Published January 6th, 2007 - 08:37 GMT

In a firefight in a Sunni neighborhood of central Baghdad, Iraqi army forces killed 30 gunmen and arrested eight, including five Sudanese. Hours before the firefight was reported, police said they had found 27 bodies in same area.

 

Also in the capital and nationwide Saturday, police said at least 17 other people were reported killed dead as a result of sectarian violence. In one incident, eight members of a senior Shiite police official's family were murdered while he was away from home at work.

 

Earlier, the chief of the Baghdad police, Major General Ali Yasser, survived a car bomb attack on his motorcade in the center of the Iraqi capital on Saturday, sources at police headquarters told Reuters. The blast in a parked car in the commercial Karrada district killed one bystander and injured three others, as well as wounding three policemen.

 

Meanwhile, US President George W. Bush is launching on a sweeping overhaul of the US diplomatic and military leadership in Iraq as he puts the final touches on a fresh strategy.

 

Bush is set to unveil his new plan for Iraq in a speech as early as Wednesday, the AP reported.

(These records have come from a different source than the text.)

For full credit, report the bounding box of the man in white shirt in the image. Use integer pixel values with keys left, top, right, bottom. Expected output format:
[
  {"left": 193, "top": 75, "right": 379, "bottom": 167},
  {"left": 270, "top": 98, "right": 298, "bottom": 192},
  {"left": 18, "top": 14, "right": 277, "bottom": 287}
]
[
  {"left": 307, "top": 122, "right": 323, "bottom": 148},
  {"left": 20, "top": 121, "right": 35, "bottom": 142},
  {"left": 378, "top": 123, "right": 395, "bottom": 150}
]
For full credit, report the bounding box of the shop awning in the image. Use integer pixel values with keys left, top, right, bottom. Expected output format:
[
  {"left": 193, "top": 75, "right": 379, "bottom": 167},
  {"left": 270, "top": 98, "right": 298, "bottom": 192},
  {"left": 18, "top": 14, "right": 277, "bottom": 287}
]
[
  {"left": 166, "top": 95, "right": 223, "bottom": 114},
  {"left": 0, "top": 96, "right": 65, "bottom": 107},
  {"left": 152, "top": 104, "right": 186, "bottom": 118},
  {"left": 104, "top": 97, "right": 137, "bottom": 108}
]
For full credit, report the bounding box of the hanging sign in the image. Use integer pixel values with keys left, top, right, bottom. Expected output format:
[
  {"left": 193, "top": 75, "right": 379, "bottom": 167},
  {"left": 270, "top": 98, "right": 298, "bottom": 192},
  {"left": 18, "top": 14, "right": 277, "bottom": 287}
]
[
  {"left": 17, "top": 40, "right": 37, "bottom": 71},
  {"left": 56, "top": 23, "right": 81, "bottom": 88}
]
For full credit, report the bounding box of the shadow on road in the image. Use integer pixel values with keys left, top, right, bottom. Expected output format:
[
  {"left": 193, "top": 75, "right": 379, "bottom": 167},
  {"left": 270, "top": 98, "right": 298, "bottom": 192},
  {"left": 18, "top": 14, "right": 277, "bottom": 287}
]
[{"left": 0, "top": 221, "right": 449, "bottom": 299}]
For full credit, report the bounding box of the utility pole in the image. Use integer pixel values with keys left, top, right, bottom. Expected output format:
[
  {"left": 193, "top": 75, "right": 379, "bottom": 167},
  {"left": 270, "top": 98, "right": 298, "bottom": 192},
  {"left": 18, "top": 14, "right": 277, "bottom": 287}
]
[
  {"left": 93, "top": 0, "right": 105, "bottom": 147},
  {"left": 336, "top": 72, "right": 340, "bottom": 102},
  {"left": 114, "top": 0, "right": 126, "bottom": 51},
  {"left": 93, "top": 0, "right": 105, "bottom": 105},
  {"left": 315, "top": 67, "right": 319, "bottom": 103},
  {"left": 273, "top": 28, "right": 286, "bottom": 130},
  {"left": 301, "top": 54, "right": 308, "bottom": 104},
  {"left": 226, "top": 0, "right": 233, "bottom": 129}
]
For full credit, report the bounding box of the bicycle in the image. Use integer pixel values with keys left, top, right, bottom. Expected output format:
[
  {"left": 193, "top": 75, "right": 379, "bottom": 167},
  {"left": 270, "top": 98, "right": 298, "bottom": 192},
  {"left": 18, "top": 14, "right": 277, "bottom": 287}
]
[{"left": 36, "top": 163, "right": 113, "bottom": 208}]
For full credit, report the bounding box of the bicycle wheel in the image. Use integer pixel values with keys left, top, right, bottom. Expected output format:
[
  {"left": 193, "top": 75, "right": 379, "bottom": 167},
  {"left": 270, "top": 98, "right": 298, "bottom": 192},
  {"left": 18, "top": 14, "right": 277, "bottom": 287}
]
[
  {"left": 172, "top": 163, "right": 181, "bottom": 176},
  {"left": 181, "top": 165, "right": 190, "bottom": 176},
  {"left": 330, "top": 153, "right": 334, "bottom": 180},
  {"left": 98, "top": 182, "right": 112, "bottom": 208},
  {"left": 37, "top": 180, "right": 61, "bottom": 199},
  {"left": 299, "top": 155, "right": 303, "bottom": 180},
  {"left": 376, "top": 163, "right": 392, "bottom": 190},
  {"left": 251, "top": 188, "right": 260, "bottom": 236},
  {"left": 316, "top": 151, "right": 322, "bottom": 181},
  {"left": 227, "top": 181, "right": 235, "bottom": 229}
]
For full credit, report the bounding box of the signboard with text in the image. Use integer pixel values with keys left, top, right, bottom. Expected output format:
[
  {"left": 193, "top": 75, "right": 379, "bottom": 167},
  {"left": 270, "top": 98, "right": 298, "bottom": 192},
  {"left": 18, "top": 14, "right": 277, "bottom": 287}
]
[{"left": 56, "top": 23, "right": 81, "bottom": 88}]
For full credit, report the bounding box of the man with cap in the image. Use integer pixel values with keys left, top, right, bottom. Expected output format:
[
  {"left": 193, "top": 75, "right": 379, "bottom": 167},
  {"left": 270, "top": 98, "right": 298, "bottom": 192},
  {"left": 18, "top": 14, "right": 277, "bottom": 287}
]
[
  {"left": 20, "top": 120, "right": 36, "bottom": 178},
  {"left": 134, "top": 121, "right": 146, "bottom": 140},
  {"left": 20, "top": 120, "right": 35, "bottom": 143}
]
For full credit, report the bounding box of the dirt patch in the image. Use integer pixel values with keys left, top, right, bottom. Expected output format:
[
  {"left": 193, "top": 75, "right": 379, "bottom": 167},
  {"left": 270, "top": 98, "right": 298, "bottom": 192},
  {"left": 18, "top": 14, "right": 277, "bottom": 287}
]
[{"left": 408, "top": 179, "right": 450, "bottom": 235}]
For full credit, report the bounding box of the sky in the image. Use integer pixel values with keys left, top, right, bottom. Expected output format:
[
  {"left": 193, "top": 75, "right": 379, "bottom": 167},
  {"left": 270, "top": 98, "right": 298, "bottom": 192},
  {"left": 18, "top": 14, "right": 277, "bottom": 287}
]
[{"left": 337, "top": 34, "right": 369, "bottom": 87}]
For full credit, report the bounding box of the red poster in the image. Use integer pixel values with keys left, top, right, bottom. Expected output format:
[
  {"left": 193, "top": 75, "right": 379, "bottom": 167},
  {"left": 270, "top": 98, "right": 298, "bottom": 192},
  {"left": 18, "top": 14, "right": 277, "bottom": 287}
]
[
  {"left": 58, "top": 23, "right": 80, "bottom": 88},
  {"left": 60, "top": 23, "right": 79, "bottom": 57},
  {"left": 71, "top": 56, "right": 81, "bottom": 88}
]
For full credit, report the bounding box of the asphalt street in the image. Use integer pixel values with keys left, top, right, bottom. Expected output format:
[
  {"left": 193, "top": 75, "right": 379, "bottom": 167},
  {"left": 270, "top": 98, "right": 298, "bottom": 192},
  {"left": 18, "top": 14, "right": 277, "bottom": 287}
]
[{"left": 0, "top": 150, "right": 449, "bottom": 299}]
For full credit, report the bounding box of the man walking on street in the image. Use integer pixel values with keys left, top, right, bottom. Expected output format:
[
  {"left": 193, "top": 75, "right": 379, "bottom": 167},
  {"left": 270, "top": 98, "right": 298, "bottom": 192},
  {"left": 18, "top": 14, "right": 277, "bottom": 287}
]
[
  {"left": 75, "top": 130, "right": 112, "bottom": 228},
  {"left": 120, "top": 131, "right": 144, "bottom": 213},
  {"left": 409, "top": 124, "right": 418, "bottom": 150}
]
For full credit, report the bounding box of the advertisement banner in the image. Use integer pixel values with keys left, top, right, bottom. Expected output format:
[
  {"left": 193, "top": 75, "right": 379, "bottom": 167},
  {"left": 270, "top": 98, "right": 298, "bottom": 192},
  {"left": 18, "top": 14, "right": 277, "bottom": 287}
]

The reshuffle came Friday as the president moved to replace the head of the US Central Command that oversees the wars in Iraq and Afghanistan as well as the commander of the US-led forces in Iraq and pushed ahead with plans to make the US ambassador there, Zalmay Khalilzad, the new US envoy to the United Nations.

 

Replacing Khalilzad in Baghdad, officials said, would be Ryan Crocker, 57, the American ambassador to Pakistan since November 2004.

 

Admiral William Fallon, 62, currently head of US forces in the Pacific, would replace retiring General John Abizaid at the Central Command, which manages the wars in Afghanistan and Iraq.

 

In Iraq, Lieutenant General David Petraeus, 54, would replace General George Casey as the man in charge of all American and coalition forces, according to White House-endorsed recommendations from Defense Secretary Robert Gates.

 

The White House dismissed suggestions that Bush was unhappy with the performance of the generals, and pointed out that Casey, 58, would be promoted to Army chief of staff.